Scotland is world-renowned as a friendly and welcoming country.

Our visitors cite as much in survey after survey.

However, we must ensure the entire visitor experience matches our famous welcome.

From transport to accommodation, from attractions to eating out, we want to ensure that all visitors can have a great experience without barriers.

Today marks Purple Tuesday - a global social movement that helps businesses to improve the experience for their disabled customers - and VisitScotland’s third year as a founding partner.

Improving accessibility, referred to as inclusive tourism, is a key part of VisitScotland’s responsible tourism strategy.

Responsible tourism is about managing the economic, social, and environmental impacts of tourism. It aims to maximise the positive impacts and minimise the negative ones to create a destination that benefits all who live and visit here.

Inclusive tourism, therefore, ensures that all visitors can have a great time without any barriers or restrictions.

It is not just an aspirational goal but makes economic sense.

Inclusive tourism is an incredibly valuable market both in terms of volume and value.

It covers a wide range of people, from those with hearing loss, mental or visual impairments, and wheelchair users, to senior travellers and families with young children.

Disabled people tend to travel in larger groups and stay longer, while the average senior traveller spends 35% more on leisure and hospitality than other age group.

Feedback from tourism businesses, who cater for the inclusive tourism market, report higher occupancy rates with higher levels of repeat business.

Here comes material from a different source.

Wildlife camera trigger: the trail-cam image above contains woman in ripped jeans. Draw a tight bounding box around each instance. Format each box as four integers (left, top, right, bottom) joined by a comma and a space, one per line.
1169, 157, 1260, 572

An Ageing Population report by Barclays also reported that senior travellers are more loyal than the 18–34-year-old market, with 86% likely to make a return visit.

Even the most minor changes, such as creating an accessibility guide, can have a huge impact on a business and its potential customers.

This is why we recently launched an inclusive tourism toolkit on our industry website,, and delivered a project, in partnership with AccessAble, to create ‘Detailed Access Guides’ for 100 accommodation providers, and attractions.

AccessAble’s qualified surveyors assessed the businesses across Aberdeen & Aberdeenshire, Edinburgh & Lothians, Fife, Dundee and Angus, and the South of Scotland, before creating the guides. These are now housed on the AccessAble website and mobile app, which is accessed by 5 million users across the UK, and on the businesses listing our consumer website,

Focusing on customer service is another cost-effective change which can have a positive impact. A survey of users, carried out by accessibility review website, Euan's Guide, found that 77% agreed staff training increases a venue’s accessibility.

Just look at the work of the Glasgow Science Centre which recently picked up the Inclusive Tourism Award in the West of Scotland Thistle Awards last month.

Judges praised the centre for embedding equality, diversity, and inclusion throughout the organisation, from staffing to customer service.

It is just one of many tourism businesses who are ensuring that our famous Scottish welcome is an inclusive one.